In a recent judgment in the case of Lok Prahari v. Union of India, a bench of Justice Chelameshwar and Justice Nazeer of the Supreme Court have expanded the voter’s fundamental right to know to include not just the assets of the candidates standing for election but also the source of their income.

This obligation extends not only to the candidates but also their spouses and dependents. The court arrived at this conclusion by expanding on its earlier judgment in Union of India v. Association for Democratic Reforms & Another (2002) 5 SCC 294 where it held that every voter had a fundamental right to know, under Article 19(1)(a), the assets and qualifications of candidates because it was only on receipt of such information that they could express themselves by exercising their vote for the best candidate.

The present judgment does not stop with requiring this extra level of disclosure. The judges go on to hold that the non-disclosure of information would be considered as a corrupt practice under the heading “undue influence” in Section 123(2) of the Representation of People Act thereby opening the door to disqualification of the candidate.

While this judgment is bound to have political repercussions, I am stumped by the manner in which this court has completely ignored the privacy dimension. The bureaucracy has for long been raising the privacy flag every time it has been asked to disclose it assets. A few years ago, when a Parliamentary Committee was looking into the issue, it agreed with a government recommendation that bureaucrats should only disclose their assets to the ‘competent authority’ rather than disclose them publicly.

 

The ‘competent authority’ could then disclose these details to the Lokpal who would be required to keep the information confidential. The entire thread of argument underlying this issue was that of the bureaucrat’s privacy. This discussion happened in 2015, more than six years after the Central Information Commission held that bureaucrats could not hide their assets on the grounds of privacy. It appears that this order has not yet been implemented.

Similarly, judges of the higher judiciary have been resisting the Full Court’s resolution from 1997 to make public all their assets. As of October, 2017 the media was reporting that nearly half of the 25 judges on the Supreme Court had not made publicly available their assets. I suspect most of them will claim that such disclosure violates their fundamental right to privacy.

As documented earlier in the Hoot, Indian judges have never shied away from invoking their privacy right when faced with RTI applications. Even in the judgment where the Supreme Court struck down the National Judicial Appointment Commission (NJAC), one of the judges strongly protested against the government’s proposal to make the proceedings of the NJAC completely transparent on the grounds that it “does not take into account the privacy of a person who has been recommended for appointment, particularly as a Judge of the High Court or in the first instance as a Judge of the Supreme Court. The right to know is not a fundamental right but at best it is an implicit fundamental right and it is hedged in with the implicit fundamental right to privacy that all people enjoy.”

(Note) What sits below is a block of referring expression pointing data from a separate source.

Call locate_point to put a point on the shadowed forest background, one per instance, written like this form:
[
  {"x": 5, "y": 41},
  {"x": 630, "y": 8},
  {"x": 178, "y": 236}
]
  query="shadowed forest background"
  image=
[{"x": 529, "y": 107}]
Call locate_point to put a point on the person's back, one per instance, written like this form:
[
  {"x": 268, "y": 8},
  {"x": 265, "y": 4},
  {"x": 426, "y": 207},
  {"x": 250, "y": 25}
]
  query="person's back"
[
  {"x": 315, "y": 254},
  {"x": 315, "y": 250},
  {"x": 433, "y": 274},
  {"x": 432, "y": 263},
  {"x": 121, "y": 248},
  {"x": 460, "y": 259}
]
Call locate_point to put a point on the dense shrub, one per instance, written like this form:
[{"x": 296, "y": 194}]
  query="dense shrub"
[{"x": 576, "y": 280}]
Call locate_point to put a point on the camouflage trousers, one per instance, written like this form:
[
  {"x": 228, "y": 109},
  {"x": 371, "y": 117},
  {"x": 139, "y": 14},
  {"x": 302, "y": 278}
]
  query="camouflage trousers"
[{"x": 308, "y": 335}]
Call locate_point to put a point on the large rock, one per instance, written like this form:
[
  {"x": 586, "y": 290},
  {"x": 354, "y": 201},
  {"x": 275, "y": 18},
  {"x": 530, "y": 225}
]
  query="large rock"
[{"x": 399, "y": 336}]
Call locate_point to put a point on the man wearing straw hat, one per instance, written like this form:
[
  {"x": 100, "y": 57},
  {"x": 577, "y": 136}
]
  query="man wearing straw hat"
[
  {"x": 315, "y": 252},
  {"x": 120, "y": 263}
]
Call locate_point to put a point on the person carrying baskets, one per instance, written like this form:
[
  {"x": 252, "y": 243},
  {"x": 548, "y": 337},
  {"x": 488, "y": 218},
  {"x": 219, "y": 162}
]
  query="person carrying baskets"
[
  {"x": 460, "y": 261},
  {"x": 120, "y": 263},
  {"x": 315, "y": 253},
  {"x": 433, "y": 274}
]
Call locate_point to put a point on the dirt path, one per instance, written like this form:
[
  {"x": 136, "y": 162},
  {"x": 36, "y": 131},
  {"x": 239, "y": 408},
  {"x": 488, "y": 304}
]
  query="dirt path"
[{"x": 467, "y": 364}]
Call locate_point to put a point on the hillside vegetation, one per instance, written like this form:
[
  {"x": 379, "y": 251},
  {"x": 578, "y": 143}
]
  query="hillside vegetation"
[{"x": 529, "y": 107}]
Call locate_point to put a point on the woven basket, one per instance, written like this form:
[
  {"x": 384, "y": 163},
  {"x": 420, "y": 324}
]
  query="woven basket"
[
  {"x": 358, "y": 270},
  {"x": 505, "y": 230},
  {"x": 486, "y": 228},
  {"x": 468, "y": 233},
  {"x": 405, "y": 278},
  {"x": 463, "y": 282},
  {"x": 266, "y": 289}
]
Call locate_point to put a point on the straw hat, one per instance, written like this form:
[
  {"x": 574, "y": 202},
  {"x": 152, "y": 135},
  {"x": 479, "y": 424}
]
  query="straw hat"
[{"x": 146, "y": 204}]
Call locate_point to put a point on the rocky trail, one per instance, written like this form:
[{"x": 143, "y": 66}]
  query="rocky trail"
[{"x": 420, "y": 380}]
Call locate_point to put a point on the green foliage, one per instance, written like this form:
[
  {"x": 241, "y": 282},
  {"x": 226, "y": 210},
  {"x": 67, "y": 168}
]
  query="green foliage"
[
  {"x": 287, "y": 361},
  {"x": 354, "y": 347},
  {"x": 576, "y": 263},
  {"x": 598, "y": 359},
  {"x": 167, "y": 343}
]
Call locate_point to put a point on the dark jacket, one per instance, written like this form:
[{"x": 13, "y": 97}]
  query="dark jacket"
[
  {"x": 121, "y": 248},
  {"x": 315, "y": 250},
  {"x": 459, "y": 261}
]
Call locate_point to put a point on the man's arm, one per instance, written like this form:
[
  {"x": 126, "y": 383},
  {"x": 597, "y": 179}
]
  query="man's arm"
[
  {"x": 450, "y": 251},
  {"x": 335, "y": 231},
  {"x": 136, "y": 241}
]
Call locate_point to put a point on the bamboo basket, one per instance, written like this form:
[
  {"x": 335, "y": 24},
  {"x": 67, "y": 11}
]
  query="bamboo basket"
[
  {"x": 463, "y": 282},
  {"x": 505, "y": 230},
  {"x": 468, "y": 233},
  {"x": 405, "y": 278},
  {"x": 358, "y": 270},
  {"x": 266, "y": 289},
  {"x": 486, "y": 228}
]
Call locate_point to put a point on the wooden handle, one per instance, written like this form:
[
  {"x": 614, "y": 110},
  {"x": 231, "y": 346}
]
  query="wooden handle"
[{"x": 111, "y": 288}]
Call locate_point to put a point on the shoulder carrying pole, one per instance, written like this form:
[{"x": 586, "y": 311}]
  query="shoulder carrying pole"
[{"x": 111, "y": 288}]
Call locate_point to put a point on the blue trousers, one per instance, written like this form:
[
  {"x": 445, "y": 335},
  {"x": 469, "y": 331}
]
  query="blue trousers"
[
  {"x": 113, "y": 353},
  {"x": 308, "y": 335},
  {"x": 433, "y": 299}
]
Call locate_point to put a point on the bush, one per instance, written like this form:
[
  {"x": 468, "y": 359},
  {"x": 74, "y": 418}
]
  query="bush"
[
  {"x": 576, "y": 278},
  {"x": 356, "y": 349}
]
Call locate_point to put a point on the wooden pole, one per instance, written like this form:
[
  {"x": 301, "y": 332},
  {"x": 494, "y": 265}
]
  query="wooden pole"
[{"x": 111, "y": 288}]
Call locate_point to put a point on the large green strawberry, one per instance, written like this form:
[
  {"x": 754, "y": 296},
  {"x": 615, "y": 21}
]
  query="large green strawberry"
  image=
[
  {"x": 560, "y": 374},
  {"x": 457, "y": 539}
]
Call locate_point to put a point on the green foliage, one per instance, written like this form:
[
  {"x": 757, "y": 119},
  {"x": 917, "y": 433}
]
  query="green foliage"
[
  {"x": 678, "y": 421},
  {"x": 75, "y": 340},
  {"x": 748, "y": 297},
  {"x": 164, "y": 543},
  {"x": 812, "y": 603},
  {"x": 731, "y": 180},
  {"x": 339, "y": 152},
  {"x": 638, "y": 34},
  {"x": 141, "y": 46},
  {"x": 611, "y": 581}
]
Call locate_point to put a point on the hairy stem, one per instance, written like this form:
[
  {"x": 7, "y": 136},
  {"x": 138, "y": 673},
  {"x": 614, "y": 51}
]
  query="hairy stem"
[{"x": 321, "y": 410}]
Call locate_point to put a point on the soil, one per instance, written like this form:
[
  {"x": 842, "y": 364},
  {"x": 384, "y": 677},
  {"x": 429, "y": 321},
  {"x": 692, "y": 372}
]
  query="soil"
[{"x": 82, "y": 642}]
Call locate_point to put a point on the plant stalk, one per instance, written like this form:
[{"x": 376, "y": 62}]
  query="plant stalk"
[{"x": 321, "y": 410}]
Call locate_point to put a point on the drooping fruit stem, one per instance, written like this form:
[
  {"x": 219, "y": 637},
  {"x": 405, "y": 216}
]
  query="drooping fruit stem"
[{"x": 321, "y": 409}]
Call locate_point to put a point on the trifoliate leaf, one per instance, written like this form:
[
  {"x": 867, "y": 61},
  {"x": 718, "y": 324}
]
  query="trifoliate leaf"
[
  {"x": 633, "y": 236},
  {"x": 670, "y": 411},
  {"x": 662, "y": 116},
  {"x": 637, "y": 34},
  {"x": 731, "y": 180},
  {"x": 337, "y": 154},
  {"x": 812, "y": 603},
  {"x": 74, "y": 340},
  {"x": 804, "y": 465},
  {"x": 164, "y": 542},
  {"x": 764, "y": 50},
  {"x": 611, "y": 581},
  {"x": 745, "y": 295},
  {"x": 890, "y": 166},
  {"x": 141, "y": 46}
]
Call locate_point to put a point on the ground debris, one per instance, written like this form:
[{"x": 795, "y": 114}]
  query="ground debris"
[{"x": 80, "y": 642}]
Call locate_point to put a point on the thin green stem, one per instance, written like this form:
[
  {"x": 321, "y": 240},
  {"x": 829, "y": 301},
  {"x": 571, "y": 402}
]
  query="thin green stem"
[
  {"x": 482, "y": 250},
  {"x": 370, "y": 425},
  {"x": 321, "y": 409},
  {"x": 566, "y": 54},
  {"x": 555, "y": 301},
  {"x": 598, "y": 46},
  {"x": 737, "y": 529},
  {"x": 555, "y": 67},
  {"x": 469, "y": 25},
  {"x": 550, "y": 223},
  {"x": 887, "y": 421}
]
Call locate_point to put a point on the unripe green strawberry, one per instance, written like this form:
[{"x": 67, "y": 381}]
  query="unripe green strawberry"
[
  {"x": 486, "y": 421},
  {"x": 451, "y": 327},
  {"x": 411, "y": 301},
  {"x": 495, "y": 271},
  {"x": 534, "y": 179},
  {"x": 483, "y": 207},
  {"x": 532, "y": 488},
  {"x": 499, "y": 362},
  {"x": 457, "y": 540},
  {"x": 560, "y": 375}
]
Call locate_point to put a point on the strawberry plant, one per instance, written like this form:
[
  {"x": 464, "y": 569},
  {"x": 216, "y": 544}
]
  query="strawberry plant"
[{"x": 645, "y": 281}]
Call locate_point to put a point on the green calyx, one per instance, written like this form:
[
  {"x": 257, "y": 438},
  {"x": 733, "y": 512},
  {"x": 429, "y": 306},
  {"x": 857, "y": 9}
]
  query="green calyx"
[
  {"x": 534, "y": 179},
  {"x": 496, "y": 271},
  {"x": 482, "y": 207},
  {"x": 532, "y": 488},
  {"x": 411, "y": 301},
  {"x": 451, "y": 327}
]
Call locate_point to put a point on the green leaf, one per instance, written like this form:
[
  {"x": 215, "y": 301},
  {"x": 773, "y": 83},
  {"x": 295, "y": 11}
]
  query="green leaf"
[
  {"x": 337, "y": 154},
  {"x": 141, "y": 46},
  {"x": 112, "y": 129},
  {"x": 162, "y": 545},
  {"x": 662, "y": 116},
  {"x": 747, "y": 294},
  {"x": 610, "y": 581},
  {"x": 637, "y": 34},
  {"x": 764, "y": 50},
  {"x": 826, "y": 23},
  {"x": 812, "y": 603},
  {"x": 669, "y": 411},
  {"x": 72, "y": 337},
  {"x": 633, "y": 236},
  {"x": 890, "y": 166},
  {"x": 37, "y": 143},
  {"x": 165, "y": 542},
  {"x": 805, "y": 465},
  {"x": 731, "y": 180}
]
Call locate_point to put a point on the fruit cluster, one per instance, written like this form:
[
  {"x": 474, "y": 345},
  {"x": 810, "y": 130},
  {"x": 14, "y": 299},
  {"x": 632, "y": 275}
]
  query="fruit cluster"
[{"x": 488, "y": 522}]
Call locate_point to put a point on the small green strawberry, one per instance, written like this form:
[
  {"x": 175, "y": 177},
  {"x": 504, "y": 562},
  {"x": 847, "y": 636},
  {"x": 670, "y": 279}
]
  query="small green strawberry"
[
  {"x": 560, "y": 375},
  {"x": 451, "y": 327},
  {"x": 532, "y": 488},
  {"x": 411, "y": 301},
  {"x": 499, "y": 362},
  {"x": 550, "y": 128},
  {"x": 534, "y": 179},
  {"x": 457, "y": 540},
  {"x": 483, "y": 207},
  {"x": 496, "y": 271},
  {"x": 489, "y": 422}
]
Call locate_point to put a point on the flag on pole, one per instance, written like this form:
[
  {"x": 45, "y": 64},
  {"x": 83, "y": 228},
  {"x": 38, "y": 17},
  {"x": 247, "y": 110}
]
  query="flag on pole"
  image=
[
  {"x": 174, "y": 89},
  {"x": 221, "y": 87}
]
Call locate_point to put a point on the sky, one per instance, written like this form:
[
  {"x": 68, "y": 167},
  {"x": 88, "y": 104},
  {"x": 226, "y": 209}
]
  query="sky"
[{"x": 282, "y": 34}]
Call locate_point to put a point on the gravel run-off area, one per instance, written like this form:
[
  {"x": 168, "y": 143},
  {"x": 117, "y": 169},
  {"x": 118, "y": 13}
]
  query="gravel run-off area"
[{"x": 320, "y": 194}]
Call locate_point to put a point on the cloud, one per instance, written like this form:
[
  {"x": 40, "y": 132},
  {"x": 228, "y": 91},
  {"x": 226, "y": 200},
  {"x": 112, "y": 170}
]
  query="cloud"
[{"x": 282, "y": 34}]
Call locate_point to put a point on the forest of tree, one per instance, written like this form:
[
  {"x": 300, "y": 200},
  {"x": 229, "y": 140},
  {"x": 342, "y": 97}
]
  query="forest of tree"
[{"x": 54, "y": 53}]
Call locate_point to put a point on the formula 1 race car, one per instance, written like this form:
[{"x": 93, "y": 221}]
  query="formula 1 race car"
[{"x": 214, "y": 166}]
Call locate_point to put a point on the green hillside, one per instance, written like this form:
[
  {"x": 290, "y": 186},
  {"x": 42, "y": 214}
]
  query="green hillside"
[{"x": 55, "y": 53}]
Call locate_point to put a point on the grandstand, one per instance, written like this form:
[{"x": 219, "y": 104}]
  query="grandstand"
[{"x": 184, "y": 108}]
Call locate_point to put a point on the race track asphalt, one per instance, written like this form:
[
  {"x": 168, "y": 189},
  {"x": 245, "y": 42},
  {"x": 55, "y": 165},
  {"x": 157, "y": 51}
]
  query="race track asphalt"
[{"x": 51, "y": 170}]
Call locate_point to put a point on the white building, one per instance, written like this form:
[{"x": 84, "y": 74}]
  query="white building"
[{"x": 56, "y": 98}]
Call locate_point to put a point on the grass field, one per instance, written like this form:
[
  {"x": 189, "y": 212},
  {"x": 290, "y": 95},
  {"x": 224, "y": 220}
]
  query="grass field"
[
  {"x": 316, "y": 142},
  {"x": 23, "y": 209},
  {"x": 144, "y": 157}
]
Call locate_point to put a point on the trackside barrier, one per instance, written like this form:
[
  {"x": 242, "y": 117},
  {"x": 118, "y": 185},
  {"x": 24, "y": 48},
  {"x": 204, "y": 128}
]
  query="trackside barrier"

So, if privacy has always been a concern for bureaucrats and judges, why is it that the Supreme Court did not even think it fit to discuss the issue in the context of legislators, especially when nine judges of the court recently concluded that all Indians have a fundamental right to privacy?

It is important to discuss this issue because privacy has a dangerous dimension to it, in that it abridges other rights like the right to speech and the right to know under Article 19(1)(a). Of what use is this fundamental right if it can be abridged by the court in order to favour the fundamental right to know of the voter under Article 19(1)(a)? Can courts favour one set of fundamental rights over another? If so, what is the basis of making such a judgment?

Are we to understand that fundamental rights are status driven, in that citizens who are running for public office automatically lose their fundamental right to privacy? The rationale for fundamental rights is that they are so sacrosanct that they cannot be sacrificed or abridged by the state. They may be subject to reasonable restrictions but the restriction cannot eviscerate the very nature of the right.

More importantly, what of the fundamental right of the spouse or the dependent? How can they be stripped of their fundamental right merely because a blood relative, who is an autonomous individual, has taken a decision to stand for public office? Of what use is a fundamental right that is contingent on the behavior of another individual?

The dominating theme of the Puttaswamy judgment was that the individual was at the centre of the constitution. Yet, in a judgment delivered less than a year after Puttaswamy, the court did not even think it necessary to pay even lip service to these issues. So much for the fundamental right to privacy!